Naturally, the specific gravity (density) of the outside air at 5 ° C and the indoor air heated to 30 ° C in winter are different. Air from outside flows into the room via the flue and is warmed in the room. With warming, the air increases in volume, becoming less dense. As a result, the air in the room is discharged to the outside. The temperature difference between indoors and outdoors is an important factor in this air flow.
Temperature progress record book: indispensable in kōji making (March 6, 2021)
The difference between the outside temperature and the indoor temperature is represented by Δt, the height difference of the airway is represented by Δh. The amount of air that is taken in is adjusted by the degree of opening and closing of the shutter (the skylight ventilation port).
To ensure that the outside and inside temperatures are at 5°C and 30°C respectively, that there's a supply of fresh oxygen, and that moisture generated from the malt production process is sufficiently eliminated, a Δh of 2-3 m is required (the exact height is adjusted at the operation site in winter).
To maintain this condition, a heat source and a control mechanism are required. In the past, the main heating method employed a certain type of hotbed solution, but these days the use of panel heaters have become safe and popular. The amount of heat required for heating is determined after knowing the amount of steamed rice, the capacity of the koji room and the Δt between the outside air and the insulated air of the room.
Tools used to make kōji (March 6, 2021)
As long as the ventilation port can be opened to about 3cm and the room is maintained at 30C, the ideal conditions can be met. Generally, hotbed wires and panel heaters are single-phase 200V, 500W. In a general brewery, when wiring from a three-phase power line (200V), the number of heaters installed should be a multiple of three. At Matsumoto Sake Brewery, the heat source in the kōji room is 8m in width, 12m in length, and 2.4m in height.
It almost goes without saying, but natural ventilation takes place when air moves between a room and its exterior, owing to a difference between their respective ambient temperatures (and hence air densities). As such, the diminishing difference in indoor and outdoor ambient temperatures which is expected with the start of spring, autumn and summer, lowers natural ventilation to a point that adequate oxygen supply for kōji growth can not be attained.

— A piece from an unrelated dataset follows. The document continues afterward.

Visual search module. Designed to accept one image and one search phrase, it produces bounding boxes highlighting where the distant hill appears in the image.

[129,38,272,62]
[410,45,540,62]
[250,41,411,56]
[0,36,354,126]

Photo: The koshiki (rice steaming vat) after taking out the steamed rice
(8:15am, February 26, 2021)
The sake brewery operates in the cold winter months, and the brewery floor is alive with all its varied production processes taking place in harmony, imparting an atmosphere of wonder. The air and water in the rice washing room is a chill 10°C. A moderate temperature of 15°C is required to store the washed rice, and if too cold, the quality of the steamed rice will be impacted. Upon taking out freshly steamed rice at the steaming facility, the worker's skin is exposed to vapor of considerable heat (40°C and 90% humidity). The ventilation fans works vigorously to cycle the steam out of the brewery. Elsewhere, a cooler endeavors to cool down steamed rice to approximately 10°C. Meanwhile, the inside of the kōji room (30°C/30% humidity), is so hot and dry, one would not believe it is winter outside. Well water drawn at 18°C is cooled in a cooler at 3°C. Within the wooden walls of the sake brewery in winter, there exists cold areas, hot and dry areas and hot and intensely humid areas all forming a whole ecosystem of sorts, with the purpose of producing the best sake product possible. At present, it is widely believed to be impossible to reproduce the optimum sake brewing environment through artificial means in summer climes.